Kremlin: Obama Team Trying To Damage Ties With Russia
US President Barack Obama (R) meets his Russian counterpart Vladimir Putin (L) in Los Cabos, Mexico, on June 18, 2012, during the G20 leaders Summit. (ALEXEI NIKOLSKY/AFP/GettyImages)
The Associated Press
11/17/2016
Updated:
11/17/2016

MOSCOW—The Kremlin accused U.S. President Barack Obama’s administration Thursday of trying to damage relations with Russia to a degree that would make rebuilding them in the future a challenge.

Russian President Vladimir Putin’s foreign policy adviser, Yuri Ushakov, said Putin’s telephone conversation with U.S. President-elect Donald Trump this week revealed a “shared desire to join efforts in the fight against terrorism” that creates a “good basis for future work on the Syrian problem.”

During the conversation, Trump supported Putin’s call for normalizing U.S.-Russia ties, Ushakov told Russian news agencies. The two men agreed that bilateral relations “can’t be worse,” according to Ushakov, adding that Trump “expressed his readiness not only to normalize ties, but also develop them intensively in all areas.”

Trump’s office said in a statement following Monday’s call that “President-elect Trump noted to President Putin that he is very much looking forward to having a strong and enduring relationship with Russia and the people of Russia.”

Ushakov, meanwhile, alleged that the Obama administration of “doing everything it can to drive bilateral ties into such a deadlock that (it) would make it difficult for a new team to get them out from, if it wishes to do so.”

Obama was in Berlin on Thursday for his final foreign trip as president.
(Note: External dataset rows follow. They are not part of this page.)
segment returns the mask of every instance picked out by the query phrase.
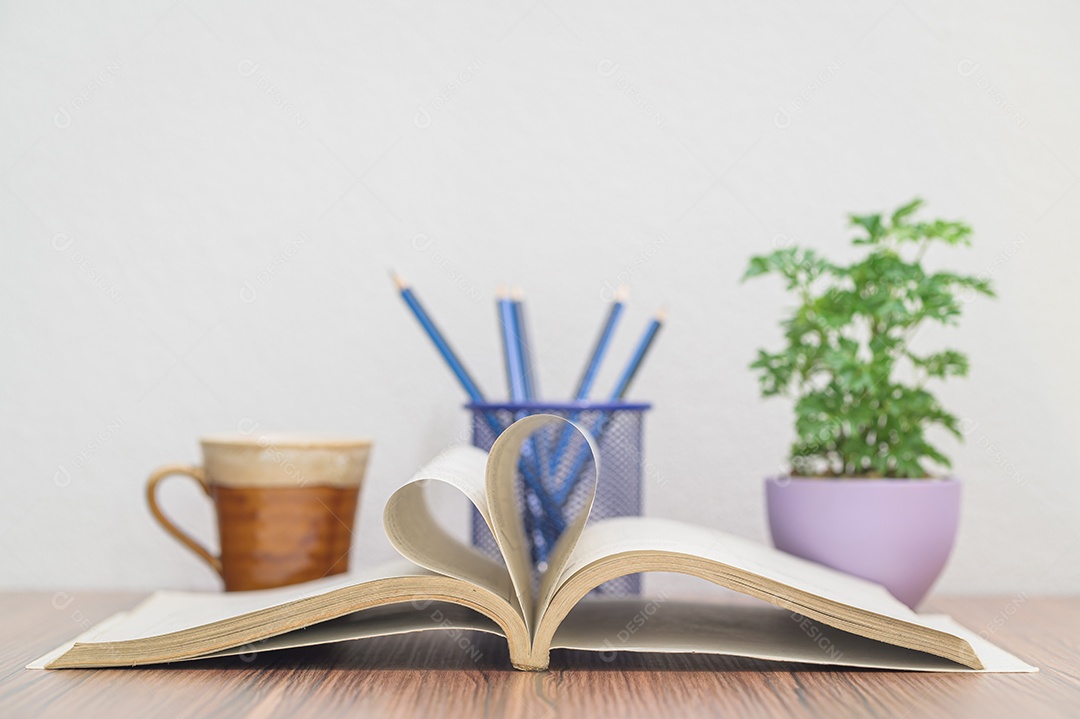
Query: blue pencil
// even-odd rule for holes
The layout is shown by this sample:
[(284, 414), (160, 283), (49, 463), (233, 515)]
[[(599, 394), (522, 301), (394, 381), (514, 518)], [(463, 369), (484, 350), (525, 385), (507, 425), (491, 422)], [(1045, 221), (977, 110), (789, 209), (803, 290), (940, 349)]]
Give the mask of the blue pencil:
[(397, 289), (401, 290), (402, 299), (404, 299), (405, 303), (408, 304), (410, 310), (413, 310), (413, 314), (416, 315), (416, 318), (420, 322), (424, 331), (428, 333), (428, 337), (431, 338), (431, 341), (435, 343), (435, 349), (437, 349), (438, 353), (443, 355), (446, 364), (450, 366), (450, 370), (454, 372), (454, 376), (458, 378), (458, 381), (461, 383), (461, 386), (464, 388), (469, 397), (473, 402), (484, 402), (484, 393), (480, 391), (480, 386), (477, 386), (464, 365), (461, 364), (458, 355), (454, 352), (454, 349), (450, 348), (449, 342), (447, 342), (446, 338), (443, 337), (443, 334), (438, 331), (438, 327), (435, 326), (435, 323), (428, 315), (427, 311), (424, 311), (423, 306), (420, 304), (420, 300), (413, 294), (413, 289), (408, 286), (408, 283), (406, 283), (405, 280), (403, 280), (402, 276), (393, 270), (390, 271), (390, 276), (393, 277), (394, 284), (397, 285)]
[(525, 369), (522, 366), (522, 344), (517, 336), (514, 304), (507, 296), (507, 290), (502, 288), (499, 289), (498, 309), (510, 401), (514, 403), (525, 402)]
[[(611, 337), (615, 335), (615, 328), (619, 324), (619, 316), (622, 314), (623, 302), (626, 300), (626, 295), (627, 289), (625, 285), (619, 287), (619, 289), (615, 293), (615, 301), (611, 302), (611, 309), (608, 310), (607, 320), (604, 321), (600, 334), (596, 338), (596, 344), (593, 347), (593, 351), (589, 355), (589, 362), (585, 363), (585, 369), (581, 375), (581, 379), (578, 381), (578, 389), (573, 392), (573, 398), (578, 402), (589, 398), (589, 391), (592, 389), (593, 382), (596, 380), (600, 363), (604, 361), (604, 354), (611, 344)], [(571, 422), (576, 422), (580, 416), (581, 412), (575, 411), (570, 415), (569, 419)], [(555, 443), (555, 449), (552, 451), (548, 462), (549, 471), (552, 475), (555, 474), (556, 465), (562, 459), (563, 452), (566, 451), (566, 446), (570, 443), (572, 436), (573, 431), (570, 428), (563, 428), (563, 431), (558, 435), (558, 442)]]
[[(626, 391), (630, 389), (631, 382), (634, 381), (634, 377), (637, 376), (637, 371), (642, 368), (642, 363), (645, 362), (645, 355), (648, 354), (649, 348), (651, 348), (653, 341), (656, 341), (657, 334), (660, 331), (660, 328), (663, 327), (664, 320), (666, 320), (666, 311), (660, 310), (657, 312), (657, 316), (652, 318), (652, 322), (650, 322), (645, 328), (645, 334), (642, 336), (640, 341), (634, 349), (634, 354), (631, 355), (630, 362), (626, 364), (626, 368), (623, 369), (622, 376), (619, 378), (619, 381), (616, 382), (615, 389), (611, 391), (609, 402), (620, 402), (626, 396)], [(604, 430), (609, 421), (611, 421), (611, 412), (605, 411), (596, 419), (596, 422), (590, 429), (590, 434), (596, 438), (597, 443), (604, 434)], [(581, 450), (579, 450), (578, 456), (575, 458), (569, 473), (566, 475), (566, 481), (564, 481), (558, 488), (558, 491), (555, 492), (554, 499), (556, 503), (562, 505), (569, 498), (570, 492), (573, 491), (575, 485), (577, 485), (578, 475), (581, 474), (581, 470), (584, 469), (586, 461), (589, 461), (589, 451), (586, 447), (582, 447)]]
[(611, 401), (617, 402), (626, 396), (626, 391), (630, 389), (630, 383), (634, 381), (634, 376), (637, 375), (637, 370), (642, 368), (642, 363), (645, 362), (645, 355), (649, 352), (649, 348), (652, 347), (653, 340), (657, 339), (657, 333), (660, 328), (664, 326), (664, 320), (667, 318), (667, 312), (665, 310), (660, 310), (657, 312), (657, 316), (652, 318), (648, 327), (645, 328), (645, 335), (642, 337), (642, 341), (637, 343), (637, 349), (634, 350), (633, 356), (630, 358), (630, 363), (626, 368), (622, 370), (622, 376), (619, 381), (616, 382), (615, 389), (611, 391)]
[(529, 344), (529, 331), (525, 323), (525, 291), (514, 287), (510, 293), (511, 304), (514, 306), (514, 333), (517, 335), (517, 353), (522, 358), (522, 379), (525, 401), (537, 398), (536, 365), (532, 363), (532, 347)]
[[(394, 284), (397, 285), (397, 289), (401, 290), (402, 299), (404, 299), (405, 303), (408, 304), (410, 310), (413, 310), (413, 314), (416, 315), (416, 318), (420, 322), (420, 325), (428, 333), (428, 336), (431, 338), (431, 341), (435, 343), (435, 348), (438, 350), (440, 354), (443, 355), (443, 358), (446, 360), (446, 364), (450, 366), (450, 369), (454, 371), (454, 375), (458, 378), (458, 381), (461, 382), (461, 386), (464, 388), (465, 392), (469, 394), (469, 397), (476, 403), (485, 402), (484, 393), (480, 391), (480, 388), (476, 385), (476, 382), (473, 381), (472, 377), (469, 375), (469, 371), (464, 368), (464, 365), (462, 365), (461, 361), (458, 358), (458, 355), (455, 354), (454, 350), (450, 348), (449, 342), (447, 342), (446, 338), (443, 337), (443, 334), (438, 331), (438, 327), (435, 326), (435, 323), (424, 311), (423, 306), (420, 304), (420, 300), (418, 300), (416, 295), (413, 294), (413, 290), (409, 288), (408, 283), (406, 283), (405, 280), (403, 280), (401, 275), (399, 275), (393, 270), (390, 271), (390, 276), (393, 277)], [(494, 415), (491, 415), (490, 412), (484, 412), (484, 419), (487, 421), (488, 426), (491, 428), (491, 431), (495, 433), (495, 436), (499, 436), (499, 434), (502, 433), (502, 430), (504, 428), (499, 425), (499, 422)], [(537, 496), (540, 498), (541, 502), (545, 503), (549, 512), (552, 512), (554, 514), (554, 507), (551, 504), (552, 500), (548, 496), (548, 492), (540, 485), (540, 480), (537, 477), (537, 475), (534, 472), (527, 470), (526, 467), (523, 467), (523, 470), (524, 470), (523, 474), (525, 475), (526, 481), (528, 481), (529, 486), (532, 487), (535, 492), (537, 492)], [(562, 521), (562, 517), (557, 517), (553, 533), (562, 532), (564, 528), (565, 524)]]
[(589, 356), (589, 362), (585, 363), (585, 369), (578, 381), (578, 389), (573, 392), (575, 399), (589, 398), (589, 391), (592, 390), (593, 382), (596, 381), (596, 375), (599, 371), (600, 363), (604, 361), (604, 354), (611, 344), (611, 337), (615, 335), (616, 325), (619, 324), (619, 316), (622, 314), (623, 302), (625, 300), (626, 287), (619, 287), (615, 294), (615, 301), (611, 302), (611, 309), (608, 311), (607, 320), (604, 322), (604, 327), (600, 329), (599, 337), (596, 338), (596, 344)]

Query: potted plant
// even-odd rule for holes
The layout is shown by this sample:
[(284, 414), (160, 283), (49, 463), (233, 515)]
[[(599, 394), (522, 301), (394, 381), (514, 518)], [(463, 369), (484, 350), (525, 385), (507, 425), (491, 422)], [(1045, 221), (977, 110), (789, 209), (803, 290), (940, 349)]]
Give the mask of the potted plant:
[(783, 320), (784, 347), (759, 350), (761, 395), (794, 401), (789, 476), (766, 480), (772, 541), (780, 550), (883, 584), (915, 607), (951, 551), (960, 483), (930, 443), (959, 421), (928, 385), (968, 374), (954, 350), (919, 353), (927, 323), (955, 325), (966, 301), (993, 296), (987, 280), (930, 272), (934, 244), (969, 245), (963, 222), (919, 221), (914, 200), (891, 216), (852, 215), (852, 244), (835, 263), (784, 247), (751, 258), (743, 280), (780, 275), (797, 304)]

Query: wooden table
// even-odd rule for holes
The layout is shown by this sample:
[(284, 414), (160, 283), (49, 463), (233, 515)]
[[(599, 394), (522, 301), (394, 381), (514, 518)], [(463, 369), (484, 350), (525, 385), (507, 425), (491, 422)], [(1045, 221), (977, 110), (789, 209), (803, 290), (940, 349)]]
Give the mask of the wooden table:
[[(135, 594), (0, 594), (0, 717), (1080, 717), (1080, 598), (935, 599), (1035, 675), (839, 671), (717, 656), (555, 652), (509, 669), (505, 642), (445, 633), (153, 669), (24, 670)], [(610, 657), (608, 657), (610, 659)]]

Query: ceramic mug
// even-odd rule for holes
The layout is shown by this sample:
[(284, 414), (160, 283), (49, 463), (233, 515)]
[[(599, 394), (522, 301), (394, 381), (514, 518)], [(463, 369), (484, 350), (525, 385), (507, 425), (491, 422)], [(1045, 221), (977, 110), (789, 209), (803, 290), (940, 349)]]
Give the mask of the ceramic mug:
[[(349, 568), (369, 440), (220, 435), (200, 444), (202, 465), (161, 467), (147, 481), (147, 501), (165, 531), (221, 575), (227, 592), (296, 584)], [(191, 477), (213, 500), (219, 555), (161, 511), (157, 489), (170, 475)]]

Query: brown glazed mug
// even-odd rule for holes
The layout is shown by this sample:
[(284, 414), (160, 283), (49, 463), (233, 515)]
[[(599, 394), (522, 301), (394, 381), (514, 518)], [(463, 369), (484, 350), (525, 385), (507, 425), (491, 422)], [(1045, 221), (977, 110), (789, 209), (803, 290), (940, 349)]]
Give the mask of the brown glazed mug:
[[(349, 568), (369, 440), (221, 435), (200, 444), (202, 466), (161, 467), (150, 475), (146, 496), (154, 518), (221, 575), (227, 592), (296, 584)], [(214, 501), (219, 556), (158, 506), (158, 484), (170, 475), (191, 477)]]

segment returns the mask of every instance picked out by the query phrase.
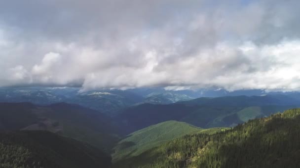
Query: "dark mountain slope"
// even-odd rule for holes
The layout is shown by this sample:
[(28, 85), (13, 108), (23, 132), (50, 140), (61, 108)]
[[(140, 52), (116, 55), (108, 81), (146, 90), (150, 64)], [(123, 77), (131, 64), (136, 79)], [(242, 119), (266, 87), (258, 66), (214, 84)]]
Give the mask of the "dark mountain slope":
[(0, 133), (0, 167), (109, 168), (110, 156), (92, 146), (43, 131)]
[(299, 107), (300, 101), (285, 95), (201, 98), (169, 105), (131, 107), (118, 112), (114, 120), (126, 134), (168, 120), (203, 128), (227, 127)]
[(114, 149), (114, 162), (137, 156), (154, 147), (176, 138), (195, 133), (214, 134), (224, 128), (204, 129), (183, 122), (168, 121), (153, 125), (128, 135)]
[(296, 109), (212, 135), (188, 135), (115, 167), (299, 168), (300, 139), (300, 109)]
[(47, 130), (106, 150), (119, 139), (110, 117), (76, 105), (2, 103), (0, 116), (1, 130)]
[(225, 96), (217, 98), (203, 97), (177, 103), (188, 105), (214, 107), (249, 107), (266, 105), (300, 105), (299, 99), (283, 94), (257, 96)]
[(144, 104), (124, 110), (114, 120), (125, 135), (162, 122), (179, 120), (197, 108), (183, 105)]

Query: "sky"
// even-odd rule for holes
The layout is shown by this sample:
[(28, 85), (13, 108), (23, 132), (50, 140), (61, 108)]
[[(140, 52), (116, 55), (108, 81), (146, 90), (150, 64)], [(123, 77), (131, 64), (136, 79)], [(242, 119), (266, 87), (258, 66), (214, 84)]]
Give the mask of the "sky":
[(0, 0), (0, 86), (300, 90), (298, 0)]

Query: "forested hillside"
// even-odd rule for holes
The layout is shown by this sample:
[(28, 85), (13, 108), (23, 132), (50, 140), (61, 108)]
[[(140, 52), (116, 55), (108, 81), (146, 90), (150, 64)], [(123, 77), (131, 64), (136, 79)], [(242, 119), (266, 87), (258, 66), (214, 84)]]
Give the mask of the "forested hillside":
[[(193, 104), (194, 100), (169, 105), (144, 104), (119, 112), (119, 114), (113, 120), (125, 135), (169, 120), (183, 121), (203, 128), (228, 127), (249, 119), (268, 116), (274, 112), (299, 107), (299, 105), (293, 105), (295, 102), (290, 102), (290, 105), (287, 102), (276, 105), (275, 102), (275, 104), (270, 103), (273, 98), (267, 98), (264, 102), (261, 102), (255, 101), (253, 97), (246, 96), (241, 101), (244, 103), (239, 105), (235, 103), (239, 97), (228, 97), (228, 100), (226, 98), (203, 98), (215, 99), (209, 100), (210, 103), (207, 104)], [(223, 101), (226, 101), (228, 104), (224, 104)], [(248, 102), (248, 101), (253, 103)]]
[(114, 148), (114, 162), (137, 156), (161, 144), (186, 135), (195, 133), (212, 134), (226, 128), (202, 129), (183, 122), (168, 121), (148, 127), (126, 136)]
[(88, 142), (108, 152), (119, 140), (117, 129), (106, 115), (77, 105), (38, 106), (0, 103), (0, 130), (47, 130)]
[(194, 134), (116, 163), (115, 168), (299, 168), (300, 109), (214, 135)]
[(44, 131), (0, 133), (0, 168), (108, 168), (111, 157), (87, 143)]

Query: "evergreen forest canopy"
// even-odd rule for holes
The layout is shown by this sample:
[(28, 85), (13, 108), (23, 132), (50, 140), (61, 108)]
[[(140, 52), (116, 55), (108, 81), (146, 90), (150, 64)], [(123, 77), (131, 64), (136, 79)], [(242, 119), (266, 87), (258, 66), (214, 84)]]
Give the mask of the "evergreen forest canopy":
[(300, 109), (225, 131), (185, 136), (114, 168), (299, 168)]

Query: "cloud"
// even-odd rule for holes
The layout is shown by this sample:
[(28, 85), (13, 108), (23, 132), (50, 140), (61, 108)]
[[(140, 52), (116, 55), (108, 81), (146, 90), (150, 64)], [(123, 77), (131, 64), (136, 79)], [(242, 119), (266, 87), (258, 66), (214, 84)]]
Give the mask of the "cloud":
[(299, 5), (1, 1), (0, 85), (299, 90)]

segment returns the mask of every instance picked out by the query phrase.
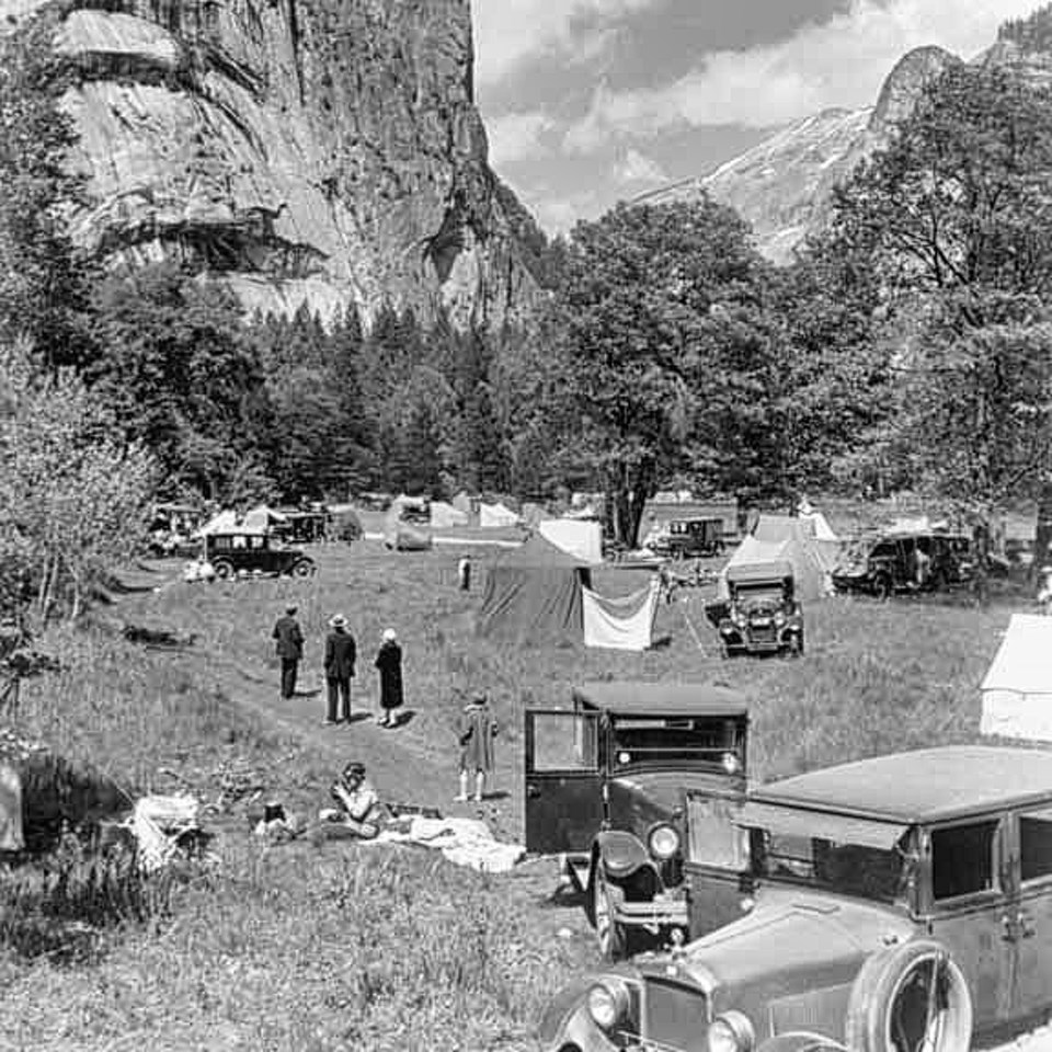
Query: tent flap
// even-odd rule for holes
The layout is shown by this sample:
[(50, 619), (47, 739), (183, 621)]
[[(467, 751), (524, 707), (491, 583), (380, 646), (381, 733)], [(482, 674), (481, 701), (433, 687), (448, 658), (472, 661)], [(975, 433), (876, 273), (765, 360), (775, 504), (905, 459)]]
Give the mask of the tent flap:
[(660, 593), (656, 579), (619, 599), (604, 598), (590, 588), (582, 593), (585, 647), (647, 650), (651, 645)]

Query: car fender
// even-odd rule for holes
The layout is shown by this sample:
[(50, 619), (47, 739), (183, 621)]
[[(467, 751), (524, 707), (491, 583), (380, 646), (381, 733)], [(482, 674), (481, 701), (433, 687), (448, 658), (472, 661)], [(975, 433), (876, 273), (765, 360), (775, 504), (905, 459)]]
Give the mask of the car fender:
[(593, 869), (602, 866), (606, 876), (624, 881), (644, 866), (653, 866), (645, 846), (639, 837), (624, 830), (606, 830), (595, 838)]
[(791, 1030), (762, 1041), (757, 1052), (848, 1052), (848, 1050), (839, 1041), (823, 1033)]

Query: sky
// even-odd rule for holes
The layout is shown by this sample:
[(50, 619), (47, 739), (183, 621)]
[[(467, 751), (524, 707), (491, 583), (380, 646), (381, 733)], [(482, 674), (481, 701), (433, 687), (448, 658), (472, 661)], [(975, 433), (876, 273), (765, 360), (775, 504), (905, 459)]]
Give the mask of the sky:
[(908, 50), (972, 58), (1041, 0), (472, 0), (498, 174), (548, 233), (872, 105)]

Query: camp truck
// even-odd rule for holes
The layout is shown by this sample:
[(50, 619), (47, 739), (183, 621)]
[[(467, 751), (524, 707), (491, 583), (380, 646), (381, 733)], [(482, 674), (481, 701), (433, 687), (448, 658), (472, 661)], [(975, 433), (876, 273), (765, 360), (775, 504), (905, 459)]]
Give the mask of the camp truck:
[(526, 848), (558, 855), (608, 960), (741, 914), (748, 708), (687, 683), (588, 683), (526, 711)]

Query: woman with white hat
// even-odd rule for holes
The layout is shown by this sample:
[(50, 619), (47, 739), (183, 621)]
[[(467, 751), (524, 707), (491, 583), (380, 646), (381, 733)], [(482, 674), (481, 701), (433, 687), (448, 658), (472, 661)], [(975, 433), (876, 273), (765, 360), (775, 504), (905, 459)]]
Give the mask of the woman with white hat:
[(380, 649), (376, 652), (376, 667), (380, 671), (380, 727), (397, 727), (395, 710), (402, 705), (402, 648), (393, 628), (384, 630)]

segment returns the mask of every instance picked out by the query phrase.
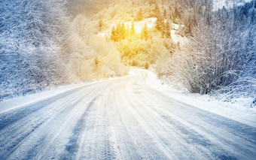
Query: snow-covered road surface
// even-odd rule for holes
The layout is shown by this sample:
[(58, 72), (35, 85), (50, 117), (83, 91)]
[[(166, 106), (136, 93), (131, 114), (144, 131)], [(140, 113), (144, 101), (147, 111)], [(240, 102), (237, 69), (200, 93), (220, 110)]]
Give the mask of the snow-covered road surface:
[(0, 113), (0, 159), (255, 159), (256, 128), (134, 72)]

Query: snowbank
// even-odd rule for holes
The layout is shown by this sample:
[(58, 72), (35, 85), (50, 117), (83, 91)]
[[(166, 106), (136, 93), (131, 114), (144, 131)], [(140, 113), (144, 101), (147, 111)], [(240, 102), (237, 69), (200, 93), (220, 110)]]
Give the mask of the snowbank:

The White House declined to comment on Ushakov’s accusation.

At the same time, Ushakov said that “it can’t be excluded” that Putin and Obama would have a conversation at the sidelines of the annual Asia-Pacific Economic Cooperation forum in Peru this weekend.

The timing for a meeting between Trump and Putin hasn’t been discussed yet, but their representatives plan to confer on scheduling, Ushakov said.